While I was testing the speed of some simple JavaScripts on my recently invented JavaScript speed testing ground I noticed a weird thing going on in Firefox. But let’s start at the beginning.
Image via WikipediaThe JavaScript speed testing I do is very simple. I take a user specified piece of code and eval it, then I take the name of the function to call and eval that which means I get a pointer to a function I need to call. I set the number of times I want the function to be executed and then I prepare the interval.
The testing takes place in a function that is called every second which should give functions enough time to do what they’re supposed to do the specified number of times. The time is measured by setting a variable to the current date (and time of course) and then the function is executed in a for
loop specified number of times. Immediately after the loop the time is measured again and the difference is the time spent by the loop. To be able to validate the output of the function I assign whatever the function returns to a variable (all the variables are set up before any of this happens). So the code looks like this:
t0 = new Date();
for (i=0;i<times;i++) {
r = fn();
}
t1 = new Date();
The first thing when doing such speed test is to run an empty test. What we want to know is how much the whole time measuring takes. It’s got something to do with the fact that as soon as you measure the time you change what’s going on and also the time it takes to do that. And the fact that we’ve got a loop, a compare and an assignement going on.

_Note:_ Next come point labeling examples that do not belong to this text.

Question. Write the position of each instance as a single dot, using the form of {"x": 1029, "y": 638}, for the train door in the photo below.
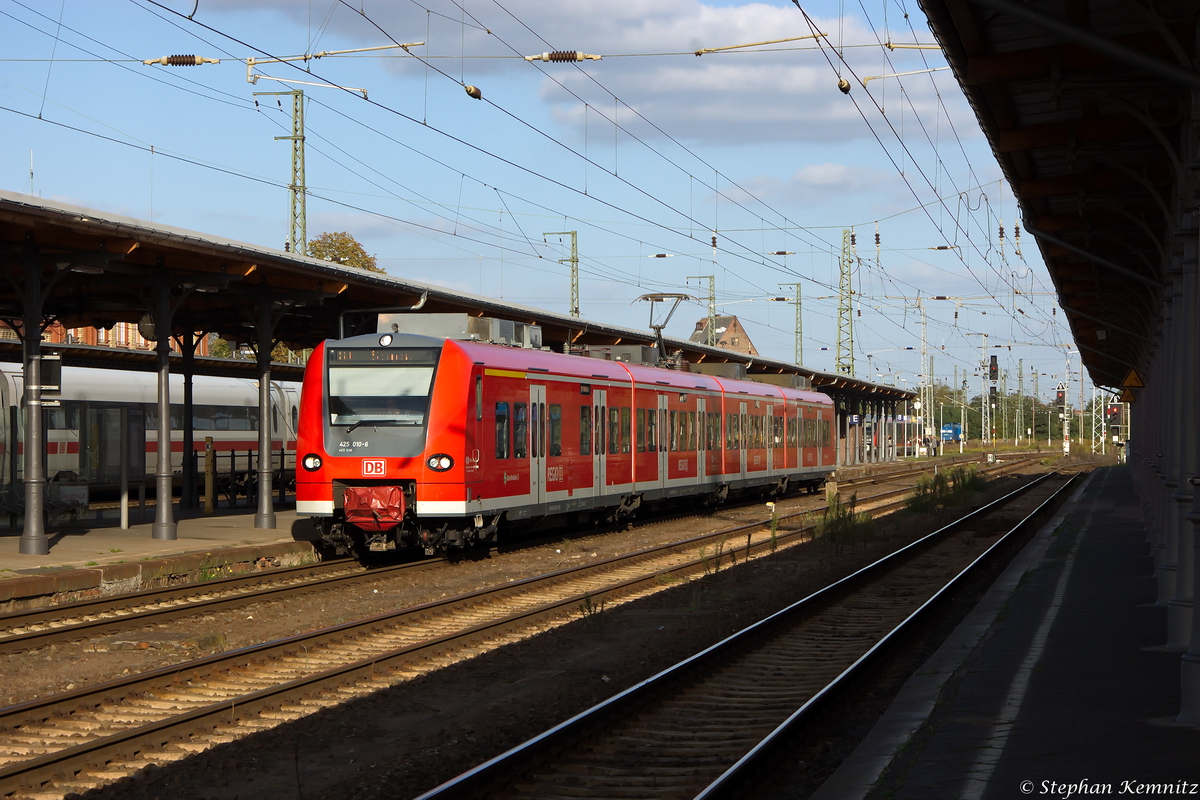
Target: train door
{"x": 474, "y": 474}
{"x": 666, "y": 434}
{"x": 538, "y": 444}
{"x": 768, "y": 435}
{"x": 599, "y": 434}
{"x": 744, "y": 429}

So I ran this function test(){}
a 100000 times. Since it doesn’t actually do anything you’d expect to get small and very similar times. And you do. So the next thing was to try something that actually does something, like function test(){var a={b:1};}
. I expected bigger times but still quite similar. And I got such times in all browser I tested except Firefox. At first I thought that it might be something with the operating system. Or the extensions. Or any other number of things that could delay a JavaScript. But after quite a lot of tests on other browsers and platforms I’m quite sure that Firefox is the one to blame.
I tested Firefox 2 and Firefox 3 and both have the same problems. The only difference being that Firefox 3 has bigger problems — the times go up by 3-4 times the normal time, while in Firefox 2 I only saw a 2 times increase. I should mention that the biggest time in Firefox 3 (even with the increase) was still smaller than all the Firefox 2 times. What I did find out is that Firefox is a completely unreliable browser for speed testing. I have no idea what’s causing this but I’d really like to know. Anyone?
And while am at it — with Firebug 1.2 and all the panels on the times were about 3 times slower on Firefox 3.
Garbage collection.
You recreate objects and FF seems to be more agressive with garbage collection than other browsers.
Try something like:
var a = Array();
function test(){ a.pus({b:1});}.
This should not invoke garbage collection, IMHO.